By Dave Altig
To the titular question, Steve Williamson thinks the answer is "yes":
… the behavior of the FOMC has changed. Either it cares about some things it did not care about before (and in a particular way), or it cares about the same things in different ways—in particular it is less concerned about its price stability mandate.
Part of the Williamson case relies on an earlier post, where Williamson illustrates deviations of the actual path of the federal funds rate paths from his own estimated version of the Taylor rule:
New Keynesians like to think about monetary policy in terms of a Taylor rule, which specifies a target for the federal funds rate as a function of the "output gap" and the deviation of the actual inflation rate from its target value. According to standard Taylor rules, the fed funds target should go down when the output gap rises and up when the inflation rate rises. You can even fit Taylor rules to the data. I fit one to quarterly data for 1987-2007, and obtained the following:
R = 2.02 - 1.48(U-U*) + 1.17P,
where R is the fed funds rate, U is the unemployment rate, U* is the CBO natural rate of unemployment (so U-U* is my measure of the output gap) and P is the year-over-year percentage increase in the PCE deflator. You can see how it fits the historical data in the next chart.
So that's how the Fed behaved in the past. If it were behaving in the same way today, what would it be doing? Given that U = 7.8, U* = 6.0, and P = 1.5, my Taylor rule predicts R = 1.1%....
So, the Fed's behavior seems to have changed.
An obvious point: It is clear from Williamson's chart above that the predictive power of his version of the Taylor rule is far from perfect. In fact, through 2007 the standard deviation of the estimated rule's prediction error is 1.3 percentage points. From that perspective, the difference between a Williamson-Taylor rule funds-rate prediction of 1.1 percent and the actual current value of 0.14 percent doesn't seem so dramatic. I don't really see an obvious deviation from previous behavior.
More to the point, unless the metric is an absolutely slavish devotion to a particular form of the Taylor rule, I'm not exactly sure what evidence supports a conclusion that the Federal Open Market Committee (FOMC) is now "less concerned about its price stability mandate." As I argued a few weeks back, I think it is not too much of a stretch to construct a justification of post-crisis Fed actions up to the September decision entirely in terms of support for the FOMC's price stability mandate.

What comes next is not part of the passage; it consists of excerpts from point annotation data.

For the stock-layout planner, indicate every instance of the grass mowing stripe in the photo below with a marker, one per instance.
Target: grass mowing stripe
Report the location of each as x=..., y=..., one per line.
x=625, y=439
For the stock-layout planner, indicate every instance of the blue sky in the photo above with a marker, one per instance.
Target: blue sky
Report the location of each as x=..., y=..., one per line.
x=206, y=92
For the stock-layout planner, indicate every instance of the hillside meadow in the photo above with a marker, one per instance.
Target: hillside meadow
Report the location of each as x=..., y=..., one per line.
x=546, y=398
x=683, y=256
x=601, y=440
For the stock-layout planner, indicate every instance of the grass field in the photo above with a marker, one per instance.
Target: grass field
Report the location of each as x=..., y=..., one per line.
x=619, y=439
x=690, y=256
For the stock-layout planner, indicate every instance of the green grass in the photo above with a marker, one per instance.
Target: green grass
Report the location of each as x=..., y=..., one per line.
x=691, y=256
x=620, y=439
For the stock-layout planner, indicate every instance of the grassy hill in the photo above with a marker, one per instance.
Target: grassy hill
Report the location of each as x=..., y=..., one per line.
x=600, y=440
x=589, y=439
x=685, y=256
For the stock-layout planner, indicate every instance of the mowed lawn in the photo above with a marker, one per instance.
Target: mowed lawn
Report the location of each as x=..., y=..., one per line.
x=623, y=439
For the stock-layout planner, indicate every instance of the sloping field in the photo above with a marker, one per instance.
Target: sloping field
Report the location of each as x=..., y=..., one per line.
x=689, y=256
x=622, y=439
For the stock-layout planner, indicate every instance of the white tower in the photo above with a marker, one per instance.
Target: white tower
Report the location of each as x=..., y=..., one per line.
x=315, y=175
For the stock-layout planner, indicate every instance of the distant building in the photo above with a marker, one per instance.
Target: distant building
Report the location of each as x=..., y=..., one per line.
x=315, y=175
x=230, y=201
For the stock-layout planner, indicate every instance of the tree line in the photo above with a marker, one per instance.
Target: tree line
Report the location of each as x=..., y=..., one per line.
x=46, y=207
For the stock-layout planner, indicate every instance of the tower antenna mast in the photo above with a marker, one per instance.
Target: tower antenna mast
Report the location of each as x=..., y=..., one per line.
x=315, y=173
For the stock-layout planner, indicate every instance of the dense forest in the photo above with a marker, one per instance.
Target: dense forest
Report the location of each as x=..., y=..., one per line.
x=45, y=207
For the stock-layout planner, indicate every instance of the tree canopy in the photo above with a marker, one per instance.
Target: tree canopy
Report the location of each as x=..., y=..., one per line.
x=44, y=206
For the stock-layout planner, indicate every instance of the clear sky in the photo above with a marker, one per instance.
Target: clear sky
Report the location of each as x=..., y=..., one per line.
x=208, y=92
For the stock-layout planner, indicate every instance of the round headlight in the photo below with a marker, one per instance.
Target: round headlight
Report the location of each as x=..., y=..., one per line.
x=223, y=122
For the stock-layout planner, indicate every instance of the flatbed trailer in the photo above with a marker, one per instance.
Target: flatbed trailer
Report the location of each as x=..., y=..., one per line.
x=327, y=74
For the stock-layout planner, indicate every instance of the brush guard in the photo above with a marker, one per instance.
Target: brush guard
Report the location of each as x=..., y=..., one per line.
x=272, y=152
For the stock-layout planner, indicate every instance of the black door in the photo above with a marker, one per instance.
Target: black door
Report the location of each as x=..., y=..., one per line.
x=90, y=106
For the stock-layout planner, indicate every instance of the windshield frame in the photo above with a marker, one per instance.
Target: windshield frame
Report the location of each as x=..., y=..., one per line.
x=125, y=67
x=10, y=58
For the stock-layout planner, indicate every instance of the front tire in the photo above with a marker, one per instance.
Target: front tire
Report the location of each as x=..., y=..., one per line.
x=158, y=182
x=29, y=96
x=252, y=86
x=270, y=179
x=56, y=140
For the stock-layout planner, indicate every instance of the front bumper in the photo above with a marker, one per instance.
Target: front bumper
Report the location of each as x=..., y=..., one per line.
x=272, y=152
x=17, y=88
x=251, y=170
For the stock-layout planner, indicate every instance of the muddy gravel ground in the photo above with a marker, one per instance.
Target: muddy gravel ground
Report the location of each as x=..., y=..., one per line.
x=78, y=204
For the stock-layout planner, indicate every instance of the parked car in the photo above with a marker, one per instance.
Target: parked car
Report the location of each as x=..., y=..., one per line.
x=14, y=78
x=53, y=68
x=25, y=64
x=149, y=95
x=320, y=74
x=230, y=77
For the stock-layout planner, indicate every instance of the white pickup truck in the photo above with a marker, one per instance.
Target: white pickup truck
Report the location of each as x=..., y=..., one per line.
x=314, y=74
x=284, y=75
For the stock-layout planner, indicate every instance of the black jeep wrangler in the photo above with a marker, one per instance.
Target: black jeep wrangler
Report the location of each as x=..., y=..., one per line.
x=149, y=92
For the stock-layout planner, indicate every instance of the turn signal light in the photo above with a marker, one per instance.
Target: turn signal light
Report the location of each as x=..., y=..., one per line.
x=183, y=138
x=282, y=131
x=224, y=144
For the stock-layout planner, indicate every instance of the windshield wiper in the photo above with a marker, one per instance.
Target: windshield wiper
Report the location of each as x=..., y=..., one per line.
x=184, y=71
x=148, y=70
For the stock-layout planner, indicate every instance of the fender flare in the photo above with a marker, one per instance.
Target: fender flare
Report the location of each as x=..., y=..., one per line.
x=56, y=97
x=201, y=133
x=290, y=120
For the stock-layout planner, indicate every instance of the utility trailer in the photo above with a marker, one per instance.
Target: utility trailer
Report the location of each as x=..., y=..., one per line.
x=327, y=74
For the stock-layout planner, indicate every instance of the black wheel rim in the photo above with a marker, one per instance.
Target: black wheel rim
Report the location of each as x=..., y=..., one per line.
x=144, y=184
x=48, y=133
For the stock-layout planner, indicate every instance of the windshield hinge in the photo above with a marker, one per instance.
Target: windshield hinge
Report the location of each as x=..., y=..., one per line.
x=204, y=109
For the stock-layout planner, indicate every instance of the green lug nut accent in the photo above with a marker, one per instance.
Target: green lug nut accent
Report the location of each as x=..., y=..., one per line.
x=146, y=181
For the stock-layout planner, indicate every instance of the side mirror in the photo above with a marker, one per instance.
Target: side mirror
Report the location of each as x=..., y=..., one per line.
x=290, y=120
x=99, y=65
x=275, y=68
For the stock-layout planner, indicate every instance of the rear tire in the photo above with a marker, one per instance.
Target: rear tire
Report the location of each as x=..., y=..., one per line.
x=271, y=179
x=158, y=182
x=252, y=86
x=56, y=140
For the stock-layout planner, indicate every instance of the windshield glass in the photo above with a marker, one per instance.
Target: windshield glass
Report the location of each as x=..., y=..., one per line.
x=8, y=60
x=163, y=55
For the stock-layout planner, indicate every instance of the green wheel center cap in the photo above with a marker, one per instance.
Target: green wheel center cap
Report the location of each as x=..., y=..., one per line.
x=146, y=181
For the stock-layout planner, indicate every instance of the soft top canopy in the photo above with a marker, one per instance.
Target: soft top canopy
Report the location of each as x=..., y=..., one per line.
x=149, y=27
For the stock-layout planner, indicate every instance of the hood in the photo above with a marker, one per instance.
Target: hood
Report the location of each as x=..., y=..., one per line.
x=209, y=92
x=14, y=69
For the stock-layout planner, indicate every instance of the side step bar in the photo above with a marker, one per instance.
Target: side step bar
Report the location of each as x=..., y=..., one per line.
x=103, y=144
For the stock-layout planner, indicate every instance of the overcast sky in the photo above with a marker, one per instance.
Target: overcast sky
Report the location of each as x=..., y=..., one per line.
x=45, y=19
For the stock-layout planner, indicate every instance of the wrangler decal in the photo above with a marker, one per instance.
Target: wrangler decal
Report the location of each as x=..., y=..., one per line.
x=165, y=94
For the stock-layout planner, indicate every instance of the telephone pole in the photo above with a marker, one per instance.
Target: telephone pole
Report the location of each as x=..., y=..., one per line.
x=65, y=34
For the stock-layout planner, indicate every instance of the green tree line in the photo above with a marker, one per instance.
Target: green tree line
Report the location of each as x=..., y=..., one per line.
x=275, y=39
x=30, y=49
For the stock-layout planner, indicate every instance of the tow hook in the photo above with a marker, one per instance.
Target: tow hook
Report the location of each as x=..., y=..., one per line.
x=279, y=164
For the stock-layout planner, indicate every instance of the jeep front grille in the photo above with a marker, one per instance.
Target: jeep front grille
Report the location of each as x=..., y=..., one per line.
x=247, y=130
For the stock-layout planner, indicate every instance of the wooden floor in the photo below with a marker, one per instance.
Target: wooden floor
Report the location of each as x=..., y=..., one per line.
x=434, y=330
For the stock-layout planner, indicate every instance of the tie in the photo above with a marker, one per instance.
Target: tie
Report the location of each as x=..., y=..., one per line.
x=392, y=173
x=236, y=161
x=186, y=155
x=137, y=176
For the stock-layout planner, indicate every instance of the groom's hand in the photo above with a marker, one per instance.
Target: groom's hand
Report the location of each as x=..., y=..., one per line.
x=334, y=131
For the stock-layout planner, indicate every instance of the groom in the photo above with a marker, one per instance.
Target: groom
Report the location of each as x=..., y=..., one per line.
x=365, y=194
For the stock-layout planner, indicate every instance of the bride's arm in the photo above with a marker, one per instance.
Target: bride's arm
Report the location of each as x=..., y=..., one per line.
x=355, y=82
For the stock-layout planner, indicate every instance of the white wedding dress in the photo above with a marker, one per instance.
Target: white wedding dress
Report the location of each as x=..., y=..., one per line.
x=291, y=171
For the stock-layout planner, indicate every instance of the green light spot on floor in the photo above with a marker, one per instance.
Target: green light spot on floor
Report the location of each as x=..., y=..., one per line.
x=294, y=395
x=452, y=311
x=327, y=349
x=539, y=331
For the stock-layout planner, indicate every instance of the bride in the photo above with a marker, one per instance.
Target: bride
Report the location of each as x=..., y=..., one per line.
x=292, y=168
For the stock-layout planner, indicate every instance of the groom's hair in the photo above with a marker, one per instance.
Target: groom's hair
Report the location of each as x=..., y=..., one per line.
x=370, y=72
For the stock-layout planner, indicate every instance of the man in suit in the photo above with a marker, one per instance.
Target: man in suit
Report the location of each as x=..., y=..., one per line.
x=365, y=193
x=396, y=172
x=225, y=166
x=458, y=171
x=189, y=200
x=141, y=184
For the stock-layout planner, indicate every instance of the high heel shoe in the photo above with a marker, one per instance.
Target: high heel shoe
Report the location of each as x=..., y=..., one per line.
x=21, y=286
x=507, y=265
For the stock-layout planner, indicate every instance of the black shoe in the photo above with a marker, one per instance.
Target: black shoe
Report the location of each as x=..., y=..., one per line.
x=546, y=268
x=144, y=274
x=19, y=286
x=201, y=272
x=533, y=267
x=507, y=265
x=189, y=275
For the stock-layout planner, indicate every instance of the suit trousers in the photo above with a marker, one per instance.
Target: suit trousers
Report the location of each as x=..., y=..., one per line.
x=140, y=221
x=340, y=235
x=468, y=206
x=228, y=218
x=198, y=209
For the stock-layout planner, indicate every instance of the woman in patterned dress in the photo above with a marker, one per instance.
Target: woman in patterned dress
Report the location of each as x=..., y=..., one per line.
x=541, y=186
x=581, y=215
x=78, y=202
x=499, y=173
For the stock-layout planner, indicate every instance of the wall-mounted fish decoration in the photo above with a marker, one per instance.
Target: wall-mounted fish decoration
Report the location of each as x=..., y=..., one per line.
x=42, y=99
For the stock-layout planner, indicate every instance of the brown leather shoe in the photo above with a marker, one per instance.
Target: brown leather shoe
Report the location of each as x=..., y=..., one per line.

I don't take any great exception to Williamson's claim that, with respect to the FOMC's stated inflation objective, things look pretty much on target:
If we look at a longer horizon, as I did here, from the beginning of 2007 or the beginning of 2009, you'll get something a little higher than 2.0% (I didn't have the most recent observation in the chart in the previous post). Too low? I don't think so.
Furthermore, in my previous post I noted that while there is a plausible case that previous asset purchase programs were required to maintain this salutary record on the inflation front, the case is arguably less plausible for "QE3." But, to my mind, that just isn't enough evidence to conclude that the FOMC has downgraded its price stability goals.
Consider a homeowner with the dual mandate of keeping both the roof of the house and the driveway in good repair. If the roof isn't leaking but there are cracks in the driveway, I think you would expect to see the owner out on the weekend patching the concrete. I don't think you would conclude as a result that he or she had ceased caring as much about the condition of the roof. I do think you would conclude that attention is being focused where the problem exists.
I suppose the argument is that the Fed is raining so much liquidity down on the world that the roof is, sooner or later, bound to leak. The FOMC has expressed confidence that, if this happens, it has the tools to patch things up and will deploy those tools as aggressively as required to meet its mandate. I guess Steve Williamson feels differently. But that, then, is a difference of opinion about things to come, not about the facts on the ground.